Nowe obostrzenia – co nas czeka?
- Będziemy rozmawiali o tym, co dalej ze szkołami. A inne restrykcje to te związane z ograniczaniem działalności gospodarczej, aktywności w galeriach, innych tego typu miejscach - powiedział wczoraj Adam Niedzielski w rozmowie z Robertem Mazurkiem w RMF FM.
Obecnie w większości miejsc publicznych obowiązuje limit wejść do 30% ich obłożenia. Do limitu nie wlicza się osób zaszczepionych, ozdrowieńców oraz z pozytywnym wynikiem testu, jeżeli zostanie to zweryfikowane przez obsługę. To kolejny punkt, który w najbliższych dniach ma zostać poruszony. Przedsiębiorcy mają zostać wyposażeni w prawo do weryfikacji paszportów covidowych.
Trudną sytuację w służbie zdrowia potwierdził także dr Artur Zaczyński, dyrektor szpitala na Stadionie Narodowym i członek Rady Medycznej przy premierze "Działalność szpitali jest na granicy wydolności" - podkreślił. Zaznaczył, że dotyczy to zarówno pacjentów covidowych, jak i niecovidowych.
Aktualnie obowiązujące obostrzenia:
- limit 75 procent obłożenia w transporcie zbiorowym.
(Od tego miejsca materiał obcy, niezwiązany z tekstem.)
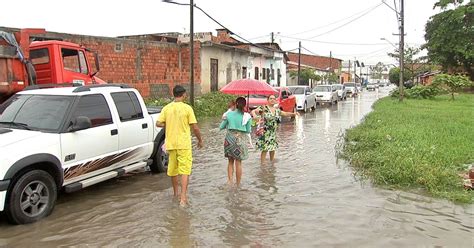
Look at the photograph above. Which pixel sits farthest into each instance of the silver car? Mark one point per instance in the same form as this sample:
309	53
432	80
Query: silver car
305	98
325	94
351	89
341	91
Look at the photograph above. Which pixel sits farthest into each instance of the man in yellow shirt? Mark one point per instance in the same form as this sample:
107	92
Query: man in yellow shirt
177	118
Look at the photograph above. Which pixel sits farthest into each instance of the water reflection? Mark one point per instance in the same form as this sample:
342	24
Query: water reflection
178	222
305	199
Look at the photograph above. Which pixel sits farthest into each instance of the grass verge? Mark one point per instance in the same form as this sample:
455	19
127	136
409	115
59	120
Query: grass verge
208	105
416	144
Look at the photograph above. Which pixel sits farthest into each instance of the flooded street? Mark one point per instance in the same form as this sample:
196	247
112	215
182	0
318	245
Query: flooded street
306	199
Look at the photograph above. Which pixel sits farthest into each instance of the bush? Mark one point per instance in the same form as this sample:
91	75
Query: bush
419	92
424	92
454	83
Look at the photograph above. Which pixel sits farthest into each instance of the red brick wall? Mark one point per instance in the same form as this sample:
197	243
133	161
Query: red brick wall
141	64
316	61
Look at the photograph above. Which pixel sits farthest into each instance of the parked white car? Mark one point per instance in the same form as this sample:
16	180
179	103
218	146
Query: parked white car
351	89
71	138
325	94
341	91
305	97
372	86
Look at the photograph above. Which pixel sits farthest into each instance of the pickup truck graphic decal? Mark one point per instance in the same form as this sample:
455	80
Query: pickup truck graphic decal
97	164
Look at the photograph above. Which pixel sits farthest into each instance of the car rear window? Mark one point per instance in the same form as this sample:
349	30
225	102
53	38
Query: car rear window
322	89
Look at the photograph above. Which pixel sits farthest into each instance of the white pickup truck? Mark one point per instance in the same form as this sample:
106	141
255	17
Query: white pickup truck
70	138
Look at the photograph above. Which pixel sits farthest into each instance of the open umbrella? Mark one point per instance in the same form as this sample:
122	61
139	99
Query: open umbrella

- limit 30 proc. obłożenia lokali w restauracjach, barach i hotelach; zwiększenie limitów wyłącznie dla osób zaszczepionych zweryfikowanych przez przedsiębiorcę.
- obowiązkowe testy dla współdomowników osób chorujących na Covid-19 bez względu na posiadany certyfikat covidowy.
- obniżenie limitów do 30 proc. obłożenia w kinach, teatrach, obiektach sportowych, sakralnych; zwiększenie tego limitu może być tylko i wyłącznie dla osób zaszczepionych, zweryfikowanych przez przedsiębiorcę.
- zamknięte będą dyskoteki, kluby i obiekty udostępniające miejsca do tańczenia; 31 grudnia i 1 stycznia ograniczenie liczebności klientów w lokalach zamkniętych do maksymalnie 100 osób, z wyłączeniem osób zaszczepionych.
Obawę budzi fakt, że zapowiedzi rządu nie znajdują pokrycia w publikowanych rozporządzeniach. Tak się stało przed 15 grudnia, gdy lockdown nałożony na dyskoteki miał potrwać do 9 stycznia, a w ostateczności został wprowadzony do 31 stycznia. Wycofano się także z ograniczeń w transporcie zbiorowym.